San Diego Bishop Robert McElroy said recently that there is “repugnant” and “corrosive” bigotry toward individuals identifying as LGBT on the part of “a group of people across all religious views.”

This “particularly antagonistic” regard for LGBT individuals by people in this group generates from the depths of the souls, Bishop McElroy said. It is a reality that must be faced and one that is “incompatible with what we hope to be as a church.”

The bishop was cited and quoted by New York Times columnist Frank Bruni for a recent “The Scariest Catholic in America” op-ed that focused on another Catholic venue rescinding a speaking engagement from controversial Jesuit Father James Martin.

Bruni’s NYT op-ed last weekend followed a number of others that framed Martin in an exceedingly laudatory light, beginning by calling him “a Roman Catholic rock star.” It also minimized Martin’s troubling presentation of the LGBT issue, contending that all he has done is call for Catholics to be more respectful and compassionate to LGBT-identifying individuals.

Martin is the American Jesuit priest, writer and editor-at-large of the Jesuit America magazine. Pope Francis named him as a consultant to the Vatican’s Secretariat for Communications in April 2017.
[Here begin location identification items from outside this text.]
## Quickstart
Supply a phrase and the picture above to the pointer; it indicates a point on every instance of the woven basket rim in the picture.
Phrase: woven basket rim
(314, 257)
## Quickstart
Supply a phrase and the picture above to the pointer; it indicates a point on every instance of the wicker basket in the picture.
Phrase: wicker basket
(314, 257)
Father Martin has made numerous troubling public assertions regarding homosexuality that are at odds with Church teaching. They include, among others, suggesting that God created homosexuals as they are and that chastity is not required of homosexuals. He has stated that Catholics should reverence gay marriage, and gave his support to transgenderism in children and the idea of gays kissing at the sign of peace during Mass.

“McElroy said that while there are calm-voiced critics of Father Martin with earnest concerns about what they see as the church’s drift from traditional sexual morality,” Bruni wrote, “there are also out-and-out bigots whose methods are ‘incompatible with what we hope to be as a church.’”

“We have to face the fact that there is a group of people across all religious views that are particularly antagonistic to LGBT people,” McElroy told him. “That comes from deep within the human soul, and it’s really corrosive and repugnant.”

McElroy was among those critical of the Martin cancellations early on. He wrote last fall that opposition to Martin’s speaking engagements was a “campaign of distortion” that “must be challenged and exposed, calling it a “cancer of vilification is seeping into the institutional life of the church.”

McElroy said as well that it was a “concerted attack” on Martin’s work, driven by homophobia, a “distortion of fundamental Catholic moral theology” and “a veiled attack on Pope Francis and his campaign against judgmentalism in the church.”

McElroy formally endorsed Martin’s bookThe bishop has commended one of his LGBT-affirming parishes for its “particularly welcoming” approach, and he has said the Catechism of the Catholic Church language defining homosexual acts as “intrinsically disordered” is “very destructive language that I think we should not use pastorally.”